Biography
Dr. Frederick A. Cook
Drawn by William Oberhardt
    In September 1909, the name of Frederick Albert Cook was on the lips of whole civilized world.  Some were saying he was the greatest of heroes; others said he was the greatest of scoundrels.  To this day he remains the most controversial figure in the history of exploration.
    The fourth of six children of German immigrants, Cook was born on June 10, 1865, in the upstate New York hamlet of Hortonville.  His father, a country doctor, died when the boy was nearly five.  For financial reasons, the family moved first to Port Jervis, settling finally in Brooklyn in 1878, where young Fred Cook showed great enterprise, working as a job printer, rent collector and vegetable vendor. After graduation from public school he entered Columbia, supporting himself through a milk route, then transferred to New York University, where he received his medical degree in 1890.  That same year, the death of his young wife in childbirth drove him to look for an escape.  He found it in a newspaper ad placed by Robert E. Peary, Civil Engineer, USN, seeking a surgeon for his first full-scale arctic expedition.
    Cook was chosen by Peary and earned praise for his medical ability, coolness in any circumstance, and for amassing an anthropological record of the “Arctic Highlanders” of North Greenland.  From that point on, Cook pursued the life of an explorer in his own right.  He led or accompanied seven more expeditions between the years 1893 and 1907, culminating in the so-called “Polar Controversy” with Peary, when both simultaneously returned from the Arctic in 1909 claiming to have been the first man to reach the North Pole.
    Despite a vigorous four-month press campaign by Peary’s backers that attacked Cook’s veracity, especially his 1906 claim to have climbed Mount McKinley, Cook only fell from popular favor in December 1909, when a committee of scientists ruled his evidence insufficient to prove he had attained the Pole.  After a year abroad, starting in 1910, Cook traveled the lecture circuits portraying himself as a wronged man whose glory had been stolen from him by Peary’s rich and powerful friends, whom he called “The Arctic Trust.”  The dispute continued until 1916, including a popular appeal on Cook’s part to gain official recognition of his claim in the US Congress.  By then, with the entry of the United States into the European World War looming, public interest in the question of polar priority waned, and Cook turned his attention to oil speculation.

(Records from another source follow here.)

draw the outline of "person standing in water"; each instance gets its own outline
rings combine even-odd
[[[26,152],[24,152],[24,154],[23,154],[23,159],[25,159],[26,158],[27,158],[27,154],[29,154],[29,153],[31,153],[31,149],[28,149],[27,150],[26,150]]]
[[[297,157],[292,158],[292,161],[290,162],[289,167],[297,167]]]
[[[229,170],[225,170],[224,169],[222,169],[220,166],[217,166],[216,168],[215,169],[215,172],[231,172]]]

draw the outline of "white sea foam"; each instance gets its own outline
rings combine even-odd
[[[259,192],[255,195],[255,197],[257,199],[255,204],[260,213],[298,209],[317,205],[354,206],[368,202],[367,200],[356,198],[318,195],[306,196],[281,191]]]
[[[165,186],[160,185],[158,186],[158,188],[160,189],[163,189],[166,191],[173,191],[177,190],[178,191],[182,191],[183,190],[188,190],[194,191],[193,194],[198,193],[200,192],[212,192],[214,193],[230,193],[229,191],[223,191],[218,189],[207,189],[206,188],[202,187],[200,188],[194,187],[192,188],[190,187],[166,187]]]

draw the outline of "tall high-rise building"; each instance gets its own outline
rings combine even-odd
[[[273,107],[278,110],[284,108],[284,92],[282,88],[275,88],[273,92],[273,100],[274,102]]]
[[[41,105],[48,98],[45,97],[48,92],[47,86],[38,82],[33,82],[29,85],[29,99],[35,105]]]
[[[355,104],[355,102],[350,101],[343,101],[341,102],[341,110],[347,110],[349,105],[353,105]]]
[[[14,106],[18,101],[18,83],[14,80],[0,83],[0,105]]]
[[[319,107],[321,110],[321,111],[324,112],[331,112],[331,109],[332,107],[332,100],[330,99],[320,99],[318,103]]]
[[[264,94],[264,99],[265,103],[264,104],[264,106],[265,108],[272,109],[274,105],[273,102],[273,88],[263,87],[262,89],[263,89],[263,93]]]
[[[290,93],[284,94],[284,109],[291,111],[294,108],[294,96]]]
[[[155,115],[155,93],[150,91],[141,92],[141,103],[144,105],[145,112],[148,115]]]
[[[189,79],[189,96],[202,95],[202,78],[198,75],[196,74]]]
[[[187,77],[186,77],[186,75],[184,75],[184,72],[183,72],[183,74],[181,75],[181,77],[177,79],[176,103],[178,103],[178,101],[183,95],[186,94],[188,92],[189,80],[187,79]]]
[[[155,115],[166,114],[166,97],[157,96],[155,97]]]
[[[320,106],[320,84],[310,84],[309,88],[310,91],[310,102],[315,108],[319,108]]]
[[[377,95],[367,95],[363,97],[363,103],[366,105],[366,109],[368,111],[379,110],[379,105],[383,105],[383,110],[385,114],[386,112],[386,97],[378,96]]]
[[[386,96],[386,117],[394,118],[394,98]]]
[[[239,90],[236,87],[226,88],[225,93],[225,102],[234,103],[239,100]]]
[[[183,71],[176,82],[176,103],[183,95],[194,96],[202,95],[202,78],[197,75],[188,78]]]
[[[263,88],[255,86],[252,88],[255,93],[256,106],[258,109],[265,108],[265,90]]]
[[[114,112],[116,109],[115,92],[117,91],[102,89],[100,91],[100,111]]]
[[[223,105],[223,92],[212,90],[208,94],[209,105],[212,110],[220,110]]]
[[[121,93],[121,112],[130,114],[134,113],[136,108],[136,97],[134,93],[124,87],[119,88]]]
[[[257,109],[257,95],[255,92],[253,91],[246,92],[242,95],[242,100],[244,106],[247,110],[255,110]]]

    Cook was ultimately convicted of fraud in connection with his oil promotions and served five years in federal prison.  After his release in 1930 he made an attempt to reassert his claim to the North Pole, but he was no longer treated by the geographical establishment as one having a serious claim.
    Cook died at New Rochelle, NY, on August 5, 1940, as a result of pulmonary edema following a cerebral hemorrhage.  He received a deathbed pardon from President Franklin D. Roosevelt.  After his death there was a period when Cook and his claim seemed forgotten, but the advocacy of his daughter, Helene Vetter, in the 1950s and the publication of a posthumous book revived the dispute.  Recent years have seen a televised pro-Cook film, which sparked interest in Cook, and the collapse of Peary’s own case, which many had come to believe was as false as Cook’s.   The opening of Peary’s papers in 1984 provided no substantiation for his claim to have reached the North Pole on April 6, 1909, and, on the contrary, raised many doubts about other Peary achievements as well.
     Nevertheless, the dispute continues to be fueled today by a significant trust fund devoted to vindicating Cook’s claims that was established by the will of his last lineal descendent, Janet Vetter.  But like Peary, scholarly examination of Cook’s papers since they were opened in 1990 has solidified the previous general consensus that Cook’s climb of Mount McKinley in 1906 and attainment of the North Pole on April 21, 1908, were both fakes.  As a result of being overshadowed by these two spectacular exploration hoaxes, Cook’s genuine accomplishments as a pioneer polar explorer, insightful physician, outstanding photographer, and a writer of great descriptive power have not been given the credit due them.
     Cook remains a controversial figure, largely on the basis that his seemingly open, charming, and progressive outward personality has been seen by many today to be incompatible with the perpetration of the greatest circumstantial scientific fraud every attempted.